Zorgverzekeraars zijn boos als ze het doorzien. Ze hebben een zorgplicht en moeten het enige beschikbare middel vergoeden. Leadiant krijgt dus miljoenen van de verzekeraars – bedragen die worden verrekend in de premies.
Chris Oomen, directeur van zorgverzekeraar DSW, laat dit jaar een medewerker onderzoek doen naar het middel. In zijn rapport schrijft die: „Door gebruik/misbruik te maken van de registratie van een weesindicatie, kon de prijs enorm verhoogd worden, zonder dat hier noemenswaardige kosten tegenover stonden.”
Zorgverzekeraars bedenken daarom met Amsterdam UMC het plan CDCA na te maken in de ziekenhuisapotheek.

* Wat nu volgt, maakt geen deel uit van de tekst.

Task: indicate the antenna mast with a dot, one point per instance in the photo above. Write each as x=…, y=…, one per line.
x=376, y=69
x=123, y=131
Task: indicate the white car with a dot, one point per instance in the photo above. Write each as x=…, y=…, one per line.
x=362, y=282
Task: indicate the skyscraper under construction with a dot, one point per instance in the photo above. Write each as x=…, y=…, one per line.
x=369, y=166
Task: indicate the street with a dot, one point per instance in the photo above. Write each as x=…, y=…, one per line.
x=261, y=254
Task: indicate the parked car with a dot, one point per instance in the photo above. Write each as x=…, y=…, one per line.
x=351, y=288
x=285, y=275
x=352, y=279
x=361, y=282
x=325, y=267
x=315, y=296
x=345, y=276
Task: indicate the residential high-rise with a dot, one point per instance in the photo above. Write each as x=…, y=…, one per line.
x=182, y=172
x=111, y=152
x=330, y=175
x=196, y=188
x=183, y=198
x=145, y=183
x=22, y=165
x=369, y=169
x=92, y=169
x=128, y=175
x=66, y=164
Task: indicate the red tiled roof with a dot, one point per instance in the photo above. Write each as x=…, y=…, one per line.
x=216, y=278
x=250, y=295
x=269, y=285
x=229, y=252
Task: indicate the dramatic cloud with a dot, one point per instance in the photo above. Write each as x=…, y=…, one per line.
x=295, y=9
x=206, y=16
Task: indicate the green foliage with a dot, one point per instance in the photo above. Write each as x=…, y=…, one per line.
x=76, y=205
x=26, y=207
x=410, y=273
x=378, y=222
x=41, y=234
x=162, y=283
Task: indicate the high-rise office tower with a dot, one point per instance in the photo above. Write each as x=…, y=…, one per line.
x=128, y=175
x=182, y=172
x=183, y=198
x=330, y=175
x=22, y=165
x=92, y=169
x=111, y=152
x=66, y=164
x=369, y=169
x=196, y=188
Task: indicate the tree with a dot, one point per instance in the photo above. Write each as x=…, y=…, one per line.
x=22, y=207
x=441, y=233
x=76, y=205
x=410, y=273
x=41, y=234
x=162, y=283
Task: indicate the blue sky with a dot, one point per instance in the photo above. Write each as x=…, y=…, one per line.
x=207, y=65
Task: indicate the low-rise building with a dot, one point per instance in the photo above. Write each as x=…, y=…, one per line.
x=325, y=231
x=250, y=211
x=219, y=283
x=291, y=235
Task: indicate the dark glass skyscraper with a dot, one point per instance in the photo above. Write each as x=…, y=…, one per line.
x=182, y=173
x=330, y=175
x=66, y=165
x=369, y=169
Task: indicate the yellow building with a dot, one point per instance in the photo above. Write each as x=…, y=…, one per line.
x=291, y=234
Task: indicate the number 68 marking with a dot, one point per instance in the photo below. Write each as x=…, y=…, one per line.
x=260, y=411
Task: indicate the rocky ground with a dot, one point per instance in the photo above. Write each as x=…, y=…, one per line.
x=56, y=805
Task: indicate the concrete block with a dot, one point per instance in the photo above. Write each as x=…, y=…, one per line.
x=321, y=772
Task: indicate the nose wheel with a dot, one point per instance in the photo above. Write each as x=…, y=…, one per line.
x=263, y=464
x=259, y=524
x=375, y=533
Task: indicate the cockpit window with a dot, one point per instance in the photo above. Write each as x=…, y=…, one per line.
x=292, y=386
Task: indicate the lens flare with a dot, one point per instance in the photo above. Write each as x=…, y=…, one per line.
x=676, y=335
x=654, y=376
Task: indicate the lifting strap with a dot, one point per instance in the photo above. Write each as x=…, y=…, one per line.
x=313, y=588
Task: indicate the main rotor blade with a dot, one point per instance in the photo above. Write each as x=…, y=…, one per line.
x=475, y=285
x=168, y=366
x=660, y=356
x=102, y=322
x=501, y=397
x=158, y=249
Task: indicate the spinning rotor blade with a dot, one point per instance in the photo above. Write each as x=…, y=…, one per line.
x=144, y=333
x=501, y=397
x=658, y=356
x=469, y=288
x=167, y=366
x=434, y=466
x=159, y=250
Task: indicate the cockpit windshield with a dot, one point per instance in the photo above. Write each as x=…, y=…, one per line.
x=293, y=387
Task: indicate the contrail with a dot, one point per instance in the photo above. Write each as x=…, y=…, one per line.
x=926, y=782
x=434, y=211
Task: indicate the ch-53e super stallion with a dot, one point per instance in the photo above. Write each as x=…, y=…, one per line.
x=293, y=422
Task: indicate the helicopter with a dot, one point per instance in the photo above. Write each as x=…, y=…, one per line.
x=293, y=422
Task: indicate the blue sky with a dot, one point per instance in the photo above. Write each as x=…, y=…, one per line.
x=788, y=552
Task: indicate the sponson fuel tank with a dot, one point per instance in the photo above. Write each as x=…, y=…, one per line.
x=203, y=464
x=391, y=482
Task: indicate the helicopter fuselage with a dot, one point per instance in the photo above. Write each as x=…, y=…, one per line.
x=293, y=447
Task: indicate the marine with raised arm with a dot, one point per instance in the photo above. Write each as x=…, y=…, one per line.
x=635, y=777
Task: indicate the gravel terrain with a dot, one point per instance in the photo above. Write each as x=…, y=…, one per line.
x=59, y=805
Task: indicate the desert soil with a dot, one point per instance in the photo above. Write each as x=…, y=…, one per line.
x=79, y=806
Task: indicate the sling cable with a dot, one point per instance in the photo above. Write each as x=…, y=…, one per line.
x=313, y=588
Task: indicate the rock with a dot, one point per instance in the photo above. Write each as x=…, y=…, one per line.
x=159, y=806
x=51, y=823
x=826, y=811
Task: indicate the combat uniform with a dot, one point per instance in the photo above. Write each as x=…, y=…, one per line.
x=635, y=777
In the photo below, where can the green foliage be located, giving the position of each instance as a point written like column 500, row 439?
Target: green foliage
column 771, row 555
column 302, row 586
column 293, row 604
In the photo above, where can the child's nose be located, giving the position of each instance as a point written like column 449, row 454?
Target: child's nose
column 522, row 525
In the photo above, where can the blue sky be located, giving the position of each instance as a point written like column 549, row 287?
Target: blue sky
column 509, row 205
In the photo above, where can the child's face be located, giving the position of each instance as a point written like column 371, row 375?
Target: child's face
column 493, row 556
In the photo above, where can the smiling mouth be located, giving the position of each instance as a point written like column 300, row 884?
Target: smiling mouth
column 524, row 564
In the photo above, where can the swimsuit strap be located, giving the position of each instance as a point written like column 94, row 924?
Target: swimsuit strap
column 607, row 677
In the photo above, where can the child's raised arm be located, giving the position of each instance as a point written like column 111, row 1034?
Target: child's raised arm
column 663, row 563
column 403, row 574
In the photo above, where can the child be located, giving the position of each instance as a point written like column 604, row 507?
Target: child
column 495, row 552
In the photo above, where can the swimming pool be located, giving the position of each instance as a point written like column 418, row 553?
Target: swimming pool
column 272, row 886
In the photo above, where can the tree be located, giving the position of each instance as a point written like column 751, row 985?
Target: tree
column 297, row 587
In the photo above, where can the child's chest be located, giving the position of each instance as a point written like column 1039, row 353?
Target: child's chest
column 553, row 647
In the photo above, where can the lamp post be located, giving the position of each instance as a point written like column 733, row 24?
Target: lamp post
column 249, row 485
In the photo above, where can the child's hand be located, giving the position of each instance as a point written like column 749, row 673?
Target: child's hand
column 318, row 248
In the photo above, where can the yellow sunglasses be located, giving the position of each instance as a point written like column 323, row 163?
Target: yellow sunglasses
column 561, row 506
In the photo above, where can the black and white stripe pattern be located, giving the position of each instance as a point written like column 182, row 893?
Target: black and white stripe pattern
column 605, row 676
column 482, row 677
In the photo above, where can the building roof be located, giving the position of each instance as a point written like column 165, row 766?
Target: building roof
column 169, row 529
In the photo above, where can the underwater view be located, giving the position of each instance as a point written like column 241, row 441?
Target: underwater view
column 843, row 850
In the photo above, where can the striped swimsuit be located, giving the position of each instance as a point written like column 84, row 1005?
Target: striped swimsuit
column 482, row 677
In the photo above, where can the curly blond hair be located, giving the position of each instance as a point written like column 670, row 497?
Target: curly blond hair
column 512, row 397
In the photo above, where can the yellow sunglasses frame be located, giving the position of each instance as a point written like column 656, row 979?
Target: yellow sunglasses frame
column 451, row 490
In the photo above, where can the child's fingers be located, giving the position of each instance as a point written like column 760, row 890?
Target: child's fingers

Het lijkt te werken. Alle 55 Nederlandse CTX-patiënten stappen over op het middel dat het ziekenhuis maakt voor ongeveer 25.000 euro per patiënt per jaar – dat is volgens het ziekenhuis nu de kostprijs; de grondstof is duurder doordat er middelen van de markt verdwenen zijn. Maar dan maakt de Inspectie een voorlopig einde aan de apotheekbereiding in het ziekenhuis. Hoewel de gevonden onzuiverheden in het medicijn volgens hoogleraar farmaceutische biotechnologie Huub Schellekens van de Universiteit Utrecht vermoedelijk onschuldig zijn (ook CDCA van Leadiant bevat ongevaarlijke onzuiverheden, staat in een het EMA-beoordelingsrapport) eisen de inspecteurs dat het ziekenhuis de verspreiding stopt.
De Inspectie vindt dat het niet anders kan, omdat de onzuiverheden boven de wettelijk toegestane limiet vallen. Het verschil met het middel van Leadiant is volgens de IGJ niet onderzocht. Deze week maakte de IGJ bekend dat het onderzoek nog loopt en dat Amsterdam UMC bekijkt of het alsnog een middel kan maken dat wel voldoet aan de kwaliteitseisen.
Leadiant Biosciences is weer de enige leverancier van het medicijn. Patiënten kunnen niet zonder. Het ziekenhuis ontvangt een factuur van meer dan een miljoen euro.